PORT ANGELES — This isn’t exactly the year to make the case that things are warming up.
But a group of Peninsula College students and their instructor have published a study of 30 years of weather data to find that the North Olympic Peninsula is getting a little warmer and drier.
The report is based on new temperature and precipitation “normals” released this summer by the National Oceanic and Atmospheric Administration’s National Climatic Data Center.
The new normals are for 1981 to 2010. The old normals were based on information collected from 1971 to 2000.
“This report provides Peninsula residents a fingertip overview of local climate,” said study author Dwight Barry, a Peninsula College environmental science, statistics and geography instructor who also directs the school’s NASA lab.
When the new normals are applied, January is about 3 degrees warmer in the Port Angeles-Sequim area.

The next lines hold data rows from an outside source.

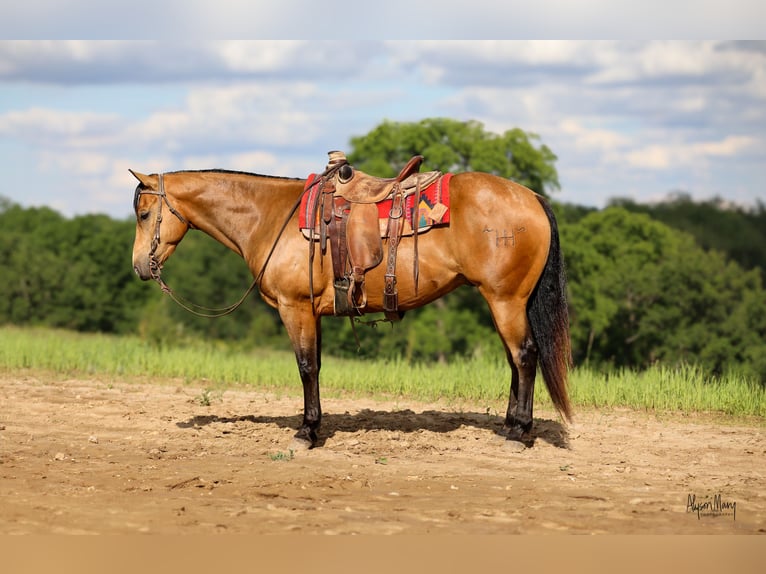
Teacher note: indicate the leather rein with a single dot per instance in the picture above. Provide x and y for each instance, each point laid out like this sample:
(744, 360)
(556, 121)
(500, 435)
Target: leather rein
(155, 268)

It’s about 1.5 degrees warmer in January elsewhere on the Peninsula.
Summers were slightly drier over the past 30 years, Barry said.
Annual precipitation is down about 2 percent across the Peninsula.
The change in annual precipitation translates to about 2 inches less of rain in Forks, four-tenths of an inch less in Port Angeles and eight-hundredths of an inch less in Sequim.
Spring and fall remained essentially the same, Barry said.
“This information helps place current weather into a historical context — what you see every night on the news when the forecaster compares the day’s weather to normal conditions,” Barry said.
“It has many other lesser known uses, though, including utilities’ energy load planning and helping experts recommend when it might be best to start your spring garden.”
The 45-page report, called “New Climate Normals for the Olympic Peninsula,” can be found at www.tinyurl.com/3b5kxws.
It was prepared by Barry and students Brenna Mack and Shea McDonald of Port Angeles, Brandon Massey of Bremerton and Chris DeSisto of Renton.
“Brenna did all of the maps, and Shea and Chris and Brandon were crunching all of the data,” Barry said.
McDonald prepared graphs to go along with the numbers.
The Peninsula Daily News reported in July that Port Angeles, Sequim and Port Townsend would each see an increase in their normal temperature and a slight decrease in precipitation when the 30-year normals took effect Aug. 1.
Barry and his team took it a step further, using 10 National Weather Service stations scattered around Clallam and Jefferson counties.
The stations used in the study were the Quillayute Airport, Forks, Sappho, Elwha Ranger Station, Port Angeles, Sequim, Port Townsend, Chimacum, Quilcene and Clearwater.
“It’s sort of a spinoff of a NASA project we’ve been doing for the last few years,” Barry said in an interview, referring to ongoing research on Olympic Mountain snowpack and long-term climate trends.
Barry said his biggest surprise from the recent study was that annual rainfall in Sequim is rarely — if ever — average.
Only twice in the past 30 years, in 1988 and in 1998, has Sequim’s annual precipitation come within a half-inch of its 16.02-inch average.
“We have wet years and we have dry years,” Barry said.
“In the rain shadow, ‘average’ definitely does not mean ‘typical.’”
Barry said the Peninsula is “generally warming” and that the recent study provides a “small glimpse of that change.”
If the region keeps warming, water resources in dry places like the Dungeness Valley could suddenly become “very scare,” said Barry, whose research on snowpack is in review for scientific journals Climatic Change and Water Resources Research.
He added that the U.S. Historical Climatology Network is a better place to get data to study climate change.
The NASA lab was created in 2006 through an agreement between Peninsula College and the National Aeronautics and Space Administration, Pacific Northwest National Laboratory in Sequim, North Olympic Peninsula Resource Conservation and Development Council and other groups.